The older solution is child_process.fork(). It works, but:
- Each fork is a full Node.js process with its own V8 heap (~50MB overhead)
- IPC between processes is slower than shared memory
- You can’t share
ArrayBuffers between processes without copying
Worker Threads run in the same process, share the V8 heap for transferable objects, and have lower overhead per thread.
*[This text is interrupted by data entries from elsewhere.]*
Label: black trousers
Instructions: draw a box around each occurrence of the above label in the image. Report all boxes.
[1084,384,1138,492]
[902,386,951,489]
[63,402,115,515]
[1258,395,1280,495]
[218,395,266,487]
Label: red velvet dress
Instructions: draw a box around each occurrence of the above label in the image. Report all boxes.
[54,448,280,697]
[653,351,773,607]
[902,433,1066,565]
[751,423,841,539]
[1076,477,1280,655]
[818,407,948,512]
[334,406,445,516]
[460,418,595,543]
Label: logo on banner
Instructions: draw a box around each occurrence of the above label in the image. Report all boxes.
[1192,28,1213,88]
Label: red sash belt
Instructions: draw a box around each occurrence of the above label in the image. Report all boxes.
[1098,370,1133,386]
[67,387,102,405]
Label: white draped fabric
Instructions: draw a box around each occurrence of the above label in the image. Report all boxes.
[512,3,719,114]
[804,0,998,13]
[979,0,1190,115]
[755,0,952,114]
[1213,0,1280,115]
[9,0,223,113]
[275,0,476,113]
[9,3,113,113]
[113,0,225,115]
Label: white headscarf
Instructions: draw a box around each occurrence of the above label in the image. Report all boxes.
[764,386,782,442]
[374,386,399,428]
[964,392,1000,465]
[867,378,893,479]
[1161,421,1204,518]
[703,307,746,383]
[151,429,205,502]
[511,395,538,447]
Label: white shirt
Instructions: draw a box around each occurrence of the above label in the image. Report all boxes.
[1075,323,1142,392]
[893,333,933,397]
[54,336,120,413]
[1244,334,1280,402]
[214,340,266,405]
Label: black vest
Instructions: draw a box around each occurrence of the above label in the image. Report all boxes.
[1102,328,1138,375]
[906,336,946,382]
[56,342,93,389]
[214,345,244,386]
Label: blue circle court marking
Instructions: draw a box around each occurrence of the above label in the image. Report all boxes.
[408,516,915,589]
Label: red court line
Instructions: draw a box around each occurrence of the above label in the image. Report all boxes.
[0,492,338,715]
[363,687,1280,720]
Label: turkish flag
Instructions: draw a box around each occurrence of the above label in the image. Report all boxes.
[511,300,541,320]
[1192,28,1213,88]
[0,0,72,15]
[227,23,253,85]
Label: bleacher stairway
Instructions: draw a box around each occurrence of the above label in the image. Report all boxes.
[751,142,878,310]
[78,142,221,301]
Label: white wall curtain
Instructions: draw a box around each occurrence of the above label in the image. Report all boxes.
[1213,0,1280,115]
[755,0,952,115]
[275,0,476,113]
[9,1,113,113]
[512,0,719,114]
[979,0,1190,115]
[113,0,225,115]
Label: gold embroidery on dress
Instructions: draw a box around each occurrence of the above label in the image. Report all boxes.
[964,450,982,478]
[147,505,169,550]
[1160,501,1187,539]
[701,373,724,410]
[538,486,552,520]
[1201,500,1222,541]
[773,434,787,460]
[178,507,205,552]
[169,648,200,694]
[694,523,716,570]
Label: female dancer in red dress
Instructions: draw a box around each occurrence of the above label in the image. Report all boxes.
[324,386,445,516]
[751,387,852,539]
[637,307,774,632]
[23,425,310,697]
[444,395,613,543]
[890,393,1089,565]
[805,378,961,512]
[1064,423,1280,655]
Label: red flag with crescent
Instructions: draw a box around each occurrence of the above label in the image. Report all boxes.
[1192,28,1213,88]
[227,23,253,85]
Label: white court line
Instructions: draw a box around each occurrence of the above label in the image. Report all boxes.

For CPU-intensive tasks that need to share data, they’re the right tool.
The Worker Thread Pool
I built a simple worker pool that reuses threads instead of creating a new one per task:
// workers/pool.ts
import { Worker } from 'worker_threads';
import path from 'path';
import { EventEmitter } from 'events';
interface WorkerTask<T> {
resolve: (value: T) => void;
reject: (reason: unknown) => void;
data: unknown;
}
export class WorkerPool<TInput, TOutput> extends EventEmitter {
private workers: Worker[] = [];
private idleWorkers: Worker[] = [];
private queue: WorkerTask<TOutput>[] = [];
constructor(
private readonly workerFile: string,
private readonly poolSize: number = 4
) {
super();
this.initWorkers();
}
private initWorkers() {
for (let i = 0; i < this.poolSize; i++) {
const worker = new Worker(this.workerFile);
worker.on('message', (result: TOutput) => {
const task = (worker as any)._currentTask as WorkerTask<TOutput>;
if (task) {
task.resolve(result);
delete (worker as any)._currentTask;
}
this.onWorkerFree(worker);
});
worker.on('error', (error) => {
const task = (worker as any)._currentTask as WorkerTask<TOutput>;
if (task) {
task.reject(error);
delete (worker as any)._currentTask;
}
this.onWorkerFree(worker);
});
this.workers.push(worker);
this.idleWorkers.push(worker);
}
}
run(data: TInput): Promise<TOutput> {
return new Promise((resolve, reject) => {
const task: WorkerTask<TOutput> = { resolve, reject, data };
if (this.idleWorkers.length > 0) {
this.dispatch(this.idleWorkers.pop()!, task);
} else {
this.queue.push(task);
}
});
}
private dispatch(worker: Worker, task: WorkerTask<TOutput>) {
(worker as any)._currentTask = task;
worker.postMessage(task.data);
}
private onWorkerFree(worker: Worker) {
if (this.queue.length > 0) {
this.dispatch(worker, this.queue.shift()!);
} else {
this.idleWorkers.push(worker);
}
}
async destroy() {
await Promise.all(this.workers.map((w) => w.terminate()));
}
}
The Worker Implementation
The worker file runs in its own V8 context and receives tasks via parentPort:
// workers/report.worker.ts
import { parentPort, workerData } from 'worker_threads';
import { aggregateData } from '../lib/aggregation';
import { generatePDF } from '../lib/pdf';
if (!parentPort) throw new Error('Must run as Worker Thread');
parentPort.on('message', async (task: ReportTask) => {
try {
const aggregated = aggregateData(task.data);
const pdfBuffer = await generatePDF(aggregated, task.options);
// Transfer the buffer without copying using Transferable
parentPort!.postMessage(
{ success: true, buffer: pdfBuffer.buffer },
[pdfBuffer.buffer] // Transfer ownership — zero copy
);
} catch (error) {
parentPort!.postMessage({
success: false,
error: error instanceof Error ? error.message : 'Unknown error',
});
}
});
The [pdfBuffer.buffer] in the second argument to postMessage is the key optimization — it transfers ownership of the ArrayBuffer to the main thread without copying the bytes.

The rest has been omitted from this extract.